Le massacre de Katyn et le mensonge que les Soviétiques et les communistes de tous
pays ont voulu imposer à son sujet ont occupé une place centrale dans la mémoire des
Polonais depuis la Seconde Guerre mondiale. Ils ont joué un rôle important dans la
relation conflictuelle avec le régime qui leur fut imposé.

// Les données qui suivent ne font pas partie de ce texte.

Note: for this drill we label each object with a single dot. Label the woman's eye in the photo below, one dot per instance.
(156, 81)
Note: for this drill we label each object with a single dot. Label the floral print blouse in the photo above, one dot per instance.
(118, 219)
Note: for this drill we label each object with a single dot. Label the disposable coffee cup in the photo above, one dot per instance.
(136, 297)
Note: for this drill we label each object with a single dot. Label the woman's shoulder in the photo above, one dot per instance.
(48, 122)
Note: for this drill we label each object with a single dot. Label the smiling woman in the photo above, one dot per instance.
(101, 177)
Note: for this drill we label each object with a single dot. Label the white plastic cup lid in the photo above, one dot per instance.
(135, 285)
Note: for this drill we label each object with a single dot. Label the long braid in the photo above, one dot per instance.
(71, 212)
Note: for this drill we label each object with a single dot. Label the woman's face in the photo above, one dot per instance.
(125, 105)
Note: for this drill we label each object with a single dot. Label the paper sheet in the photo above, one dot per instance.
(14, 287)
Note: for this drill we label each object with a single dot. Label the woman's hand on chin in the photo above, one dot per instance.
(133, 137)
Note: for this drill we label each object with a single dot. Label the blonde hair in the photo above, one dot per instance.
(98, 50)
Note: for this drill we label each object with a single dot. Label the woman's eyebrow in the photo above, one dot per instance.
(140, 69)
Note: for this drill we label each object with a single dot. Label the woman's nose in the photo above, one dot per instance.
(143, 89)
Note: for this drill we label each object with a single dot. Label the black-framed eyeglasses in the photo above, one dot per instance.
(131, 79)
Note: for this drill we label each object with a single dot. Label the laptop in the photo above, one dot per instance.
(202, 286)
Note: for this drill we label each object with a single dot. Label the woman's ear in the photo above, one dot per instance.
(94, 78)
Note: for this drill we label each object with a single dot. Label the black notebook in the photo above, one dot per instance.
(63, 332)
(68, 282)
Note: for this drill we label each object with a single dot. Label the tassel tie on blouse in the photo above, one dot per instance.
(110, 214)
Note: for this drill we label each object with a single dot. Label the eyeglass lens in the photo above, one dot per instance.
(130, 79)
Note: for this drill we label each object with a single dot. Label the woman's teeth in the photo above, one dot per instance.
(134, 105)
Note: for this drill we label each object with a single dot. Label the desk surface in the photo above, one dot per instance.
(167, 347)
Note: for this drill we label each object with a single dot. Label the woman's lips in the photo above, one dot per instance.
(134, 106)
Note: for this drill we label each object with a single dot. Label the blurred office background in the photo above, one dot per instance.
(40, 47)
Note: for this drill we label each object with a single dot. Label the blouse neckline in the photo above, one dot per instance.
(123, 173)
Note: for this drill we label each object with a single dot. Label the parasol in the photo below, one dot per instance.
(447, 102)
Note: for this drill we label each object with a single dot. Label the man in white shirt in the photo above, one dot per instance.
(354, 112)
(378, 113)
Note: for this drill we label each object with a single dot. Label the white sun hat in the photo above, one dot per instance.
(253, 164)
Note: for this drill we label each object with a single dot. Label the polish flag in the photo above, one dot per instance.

Dans l’avion présidentiel se trouvait Anna Walentynowicz, grutière au chantier
Lénine de Gdansk, dont le licenciement fut à l’origine de la grève déclenchée le 15 août
1980 qui aboutit à la création du syndicat NSZZ Solidarnosc. Pendant les treize mois
d’existence légale du syndicat, il fut alors possible de parler ouvertement de Katyn.
Même après l’établissement de l’état de guerre le 13 décembre 1981, Katyn resta
présent : des brochures éditées clandestinement circulaient, mais aussi des timbres
commémoratifs destinés à financer la presse clandestine.
1989. Retour à la démocratie en Pologne, perestroïka en URSS : le mensonge sur la
responsabilité du massacre attribué aux Allemands par les Soviétiques est définitivement ruiné lorsque M. Gorbatchev admet, en 1990, la responsabilité du NKVD et
informe les autorités polonaises de l’existence de deux autres lieux d’exécution :
Mednoje et Karkhov. Deux ans plus tard, en octobre 1992, Boris Eltsine remet copies
des documents secrets concernant cette liquidation d’une partie des élites de la nation
polonaise à Lech Walesa. Le chapitre du mensonge communiste est désormais clos.
Mais la portée de l’affaire de Katyn dépasse largement la question des relations russopolonaises. En effet, dès qu’il est connu, il est évident que ce crime de guerre est soviétique. Reprenons la chronologie des faits.
*
Historien, éditeur, vient de publier Jan Karski, le «roman »et l’histoire (Pascal Galodé éditeurs).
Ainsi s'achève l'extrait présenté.